# Anglerboard ehrt engagierte Kämpfer für Angler und Angeln:  Dirk Sazalowski



## Thomas9904 (30. Juli 2017)

Redaktionell






Foto Sazalowski von F. Möllers / AVN

*Anglerboard ehrt engagierte Kämpfer für Angler und Angeln:
 Dirk Sazalowski​*

Dirk Sazalowski ist ein wahrer Kämpfer für Angler und Angeln - vor allem für junge Angler.

In Osnabrück organisierte er (zusammen mit Johannes Lohmöller) den Widerstand, als PeTA versuchte, das Ferienpassangeln für Kinder zu torpedieren.

Verband (AVN) wie Verein (NWA) reihten sich ein und kämpften mit für die Kinder.
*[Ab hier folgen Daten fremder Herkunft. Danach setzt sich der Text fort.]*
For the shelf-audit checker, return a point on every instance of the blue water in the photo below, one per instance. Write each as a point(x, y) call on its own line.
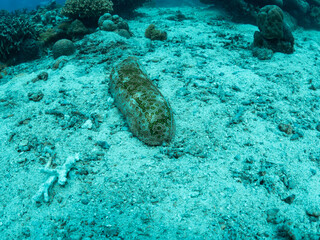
point(12, 5)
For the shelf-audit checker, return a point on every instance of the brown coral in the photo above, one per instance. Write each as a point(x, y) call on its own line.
point(270, 22)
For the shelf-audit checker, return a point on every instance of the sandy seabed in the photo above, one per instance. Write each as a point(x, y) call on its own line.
point(244, 163)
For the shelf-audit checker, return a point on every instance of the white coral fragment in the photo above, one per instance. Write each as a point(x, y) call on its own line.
point(60, 173)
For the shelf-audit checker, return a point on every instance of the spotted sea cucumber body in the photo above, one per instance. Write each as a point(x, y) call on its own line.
point(147, 112)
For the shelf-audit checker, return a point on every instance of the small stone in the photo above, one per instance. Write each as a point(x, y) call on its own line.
point(286, 128)
point(36, 97)
point(108, 25)
point(124, 33)
point(85, 201)
point(23, 143)
point(88, 124)
point(103, 144)
point(272, 216)
point(289, 199)
point(313, 211)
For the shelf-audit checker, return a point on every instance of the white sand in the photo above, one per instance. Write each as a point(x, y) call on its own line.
point(218, 179)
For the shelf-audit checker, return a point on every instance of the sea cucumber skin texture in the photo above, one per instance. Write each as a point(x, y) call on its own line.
point(147, 112)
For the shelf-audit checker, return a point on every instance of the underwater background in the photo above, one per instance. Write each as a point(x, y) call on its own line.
point(12, 5)
point(181, 120)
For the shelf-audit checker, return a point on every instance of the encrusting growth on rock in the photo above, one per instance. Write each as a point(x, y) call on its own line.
point(147, 112)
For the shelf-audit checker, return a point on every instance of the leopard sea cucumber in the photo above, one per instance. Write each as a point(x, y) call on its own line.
point(146, 111)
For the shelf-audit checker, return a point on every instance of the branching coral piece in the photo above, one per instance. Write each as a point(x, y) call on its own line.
point(60, 173)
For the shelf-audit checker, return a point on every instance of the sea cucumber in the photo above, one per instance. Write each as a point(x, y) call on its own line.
point(146, 111)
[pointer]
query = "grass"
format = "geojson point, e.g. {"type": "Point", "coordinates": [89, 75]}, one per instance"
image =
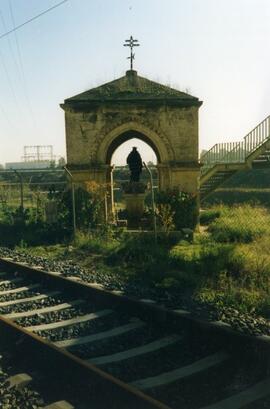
{"type": "Point", "coordinates": [226, 266]}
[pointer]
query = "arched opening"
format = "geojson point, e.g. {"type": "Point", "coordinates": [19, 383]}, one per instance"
{"type": "Point", "coordinates": [128, 136]}
{"type": "Point", "coordinates": [120, 177]}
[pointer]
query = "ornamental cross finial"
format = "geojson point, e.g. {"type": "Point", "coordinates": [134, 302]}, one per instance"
{"type": "Point", "coordinates": [131, 43]}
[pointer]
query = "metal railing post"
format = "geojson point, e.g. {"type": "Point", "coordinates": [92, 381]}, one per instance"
{"type": "Point", "coordinates": [73, 201]}
{"type": "Point", "coordinates": [153, 201]}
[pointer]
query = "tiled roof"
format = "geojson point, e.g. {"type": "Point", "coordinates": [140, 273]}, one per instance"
{"type": "Point", "coordinates": [131, 87]}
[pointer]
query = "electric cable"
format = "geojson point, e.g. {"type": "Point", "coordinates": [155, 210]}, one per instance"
{"type": "Point", "coordinates": [32, 19]}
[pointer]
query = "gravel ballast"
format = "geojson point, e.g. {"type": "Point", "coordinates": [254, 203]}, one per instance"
{"type": "Point", "coordinates": [246, 323]}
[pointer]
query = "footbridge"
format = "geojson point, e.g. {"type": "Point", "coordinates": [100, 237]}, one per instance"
{"type": "Point", "coordinates": [223, 160]}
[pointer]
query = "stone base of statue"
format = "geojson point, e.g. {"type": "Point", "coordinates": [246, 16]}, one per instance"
{"type": "Point", "coordinates": [134, 195]}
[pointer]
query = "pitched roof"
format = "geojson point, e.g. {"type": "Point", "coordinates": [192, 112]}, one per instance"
{"type": "Point", "coordinates": [132, 87]}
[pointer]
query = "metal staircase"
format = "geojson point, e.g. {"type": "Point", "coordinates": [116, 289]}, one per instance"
{"type": "Point", "coordinates": [225, 159]}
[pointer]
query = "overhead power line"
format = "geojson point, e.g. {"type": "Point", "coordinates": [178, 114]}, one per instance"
{"type": "Point", "coordinates": [32, 19]}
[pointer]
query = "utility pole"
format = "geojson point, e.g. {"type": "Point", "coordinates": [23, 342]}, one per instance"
{"type": "Point", "coordinates": [73, 202]}
{"type": "Point", "coordinates": [19, 175]}
{"type": "Point", "coordinates": [153, 201]}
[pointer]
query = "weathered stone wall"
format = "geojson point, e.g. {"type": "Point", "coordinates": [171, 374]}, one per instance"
{"type": "Point", "coordinates": [173, 130]}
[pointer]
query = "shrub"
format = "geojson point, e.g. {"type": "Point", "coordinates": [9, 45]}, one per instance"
{"type": "Point", "coordinates": [240, 224]}
{"type": "Point", "coordinates": [183, 206]}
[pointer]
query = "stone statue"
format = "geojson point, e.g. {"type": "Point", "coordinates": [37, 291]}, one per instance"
{"type": "Point", "coordinates": [135, 164]}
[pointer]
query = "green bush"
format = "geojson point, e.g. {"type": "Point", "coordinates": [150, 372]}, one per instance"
{"type": "Point", "coordinates": [183, 206]}
{"type": "Point", "coordinates": [209, 215]}
{"type": "Point", "coordinates": [240, 224]}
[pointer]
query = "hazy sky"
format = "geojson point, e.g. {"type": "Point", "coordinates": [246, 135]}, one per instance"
{"type": "Point", "coordinates": [217, 49]}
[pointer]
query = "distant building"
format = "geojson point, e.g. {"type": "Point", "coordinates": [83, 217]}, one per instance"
{"type": "Point", "coordinates": [35, 157]}
{"type": "Point", "coordinates": [28, 165]}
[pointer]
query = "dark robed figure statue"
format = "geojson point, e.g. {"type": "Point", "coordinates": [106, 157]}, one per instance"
{"type": "Point", "coordinates": [135, 164]}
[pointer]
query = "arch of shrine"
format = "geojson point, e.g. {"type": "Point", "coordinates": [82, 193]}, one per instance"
{"type": "Point", "coordinates": [98, 121]}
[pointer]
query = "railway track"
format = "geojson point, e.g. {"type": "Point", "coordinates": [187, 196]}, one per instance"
{"type": "Point", "coordinates": [122, 353]}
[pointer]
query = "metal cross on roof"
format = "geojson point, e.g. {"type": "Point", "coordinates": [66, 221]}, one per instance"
{"type": "Point", "coordinates": [131, 43]}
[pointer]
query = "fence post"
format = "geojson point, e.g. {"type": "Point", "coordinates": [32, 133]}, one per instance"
{"type": "Point", "coordinates": [73, 201]}
{"type": "Point", "coordinates": [153, 201]}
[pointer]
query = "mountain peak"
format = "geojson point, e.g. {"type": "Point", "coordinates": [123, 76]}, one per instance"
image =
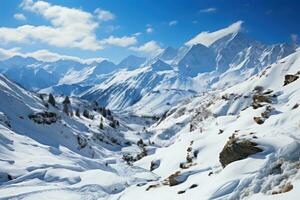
{"type": "Point", "coordinates": [160, 65]}
{"type": "Point", "coordinates": [208, 38]}
{"type": "Point", "coordinates": [168, 54]}
{"type": "Point", "coordinates": [132, 62]}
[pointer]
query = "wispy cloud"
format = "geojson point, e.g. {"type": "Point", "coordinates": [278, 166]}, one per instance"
{"type": "Point", "coordinates": [20, 16]}
{"type": "Point", "coordinates": [173, 23]}
{"type": "Point", "coordinates": [208, 10]}
{"type": "Point", "coordinates": [119, 41]}
{"type": "Point", "coordinates": [44, 55]}
{"type": "Point", "coordinates": [64, 27]}
{"type": "Point", "coordinates": [149, 30]}
{"type": "Point", "coordinates": [104, 15]}
{"type": "Point", "coordinates": [207, 38]}
{"type": "Point", "coordinates": [150, 48]}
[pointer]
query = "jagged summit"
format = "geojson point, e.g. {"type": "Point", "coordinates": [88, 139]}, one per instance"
{"type": "Point", "coordinates": [132, 62]}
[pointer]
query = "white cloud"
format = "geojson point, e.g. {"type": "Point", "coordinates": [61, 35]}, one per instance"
{"type": "Point", "coordinates": [44, 55]}
{"type": "Point", "coordinates": [150, 47]}
{"type": "Point", "coordinates": [104, 15]}
{"type": "Point", "coordinates": [137, 34]}
{"type": "Point", "coordinates": [70, 28]}
{"type": "Point", "coordinates": [149, 30]}
{"type": "Point", "coordinates": [207, 38]}
{"type": "Point", "coordinates": [208, 10]}
{"type": "Point", "coordinates": [173, 23]}
{"type": "Point", "coordinates": [7, 53]}
{"type": "Point", "coordinates": [122, 42]}
{"type": "Point", "coordinates": [294, 38]}
{"type": "Point", "coordinates": [19, 16]}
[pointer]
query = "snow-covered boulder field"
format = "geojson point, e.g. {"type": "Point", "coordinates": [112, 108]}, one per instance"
{"type": "Point", "coordinates": [193, 138]}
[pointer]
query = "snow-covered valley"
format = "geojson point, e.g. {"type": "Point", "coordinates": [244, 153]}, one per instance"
{"type": "Point", "coordinates": [216, 120]}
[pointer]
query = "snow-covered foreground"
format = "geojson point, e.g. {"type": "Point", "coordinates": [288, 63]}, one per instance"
{"type": "Point", "coordinates": [194, 133]}
{"type": "Point", "coordinates": [238, 143]}
{"type": "Point", "coordinates": [70, 158]}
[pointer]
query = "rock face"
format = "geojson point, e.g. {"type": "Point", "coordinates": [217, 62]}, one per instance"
{"type": "Point", "coordinates": [289, 78]}
{"type": "Point", "coordinates": [237, 150]}
{"type": "Point", "coordinates": [44, 117]}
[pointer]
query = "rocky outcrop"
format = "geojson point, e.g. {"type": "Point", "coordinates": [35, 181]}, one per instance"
{"type": "Point", "coordinates": [44, 117]}
{"type": "Point", "coordinates": [289, 78]}
{"type": "Point", "coordinates": [237, 150]}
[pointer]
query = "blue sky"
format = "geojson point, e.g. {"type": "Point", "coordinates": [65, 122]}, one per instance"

Nach langem Hin und Her, viel Einsatz und immer wieder Störfeuer seitens PeTA wie eines  Mitarbeiters in der Verwaltung gelang es Ende doch, gegen PeTA und Verwaltung diese und weitere Veranstaltungen für Kinder durchzuführen.

Bundesweit war die ein Vorbild, viele weitere Veranstaltungen, die PeTA kinderfeindlich torpedieren wollte, fanden dank dieses positiven Beispieles dann dennoch statt.

Angelkinder trotzen Regen - und PeTA: Ferienpaßangeln Osnabrück

Wir bedanken uns bei ALLEN, die mitgeholfen haben, hier die Kinder nicht im Regen stehen zu lassen, sondern zum Angeln zu bringen.

*Wir ehren stellvertretend Dirk Sazalowski für seinen unermüdlichen Einsatz für Angler und Angeln, gerade in Verbindung mit Kindern.*

Ein leuchtendes Beispiel für alle Angler und alle organisierten Sport- und Angelfischer.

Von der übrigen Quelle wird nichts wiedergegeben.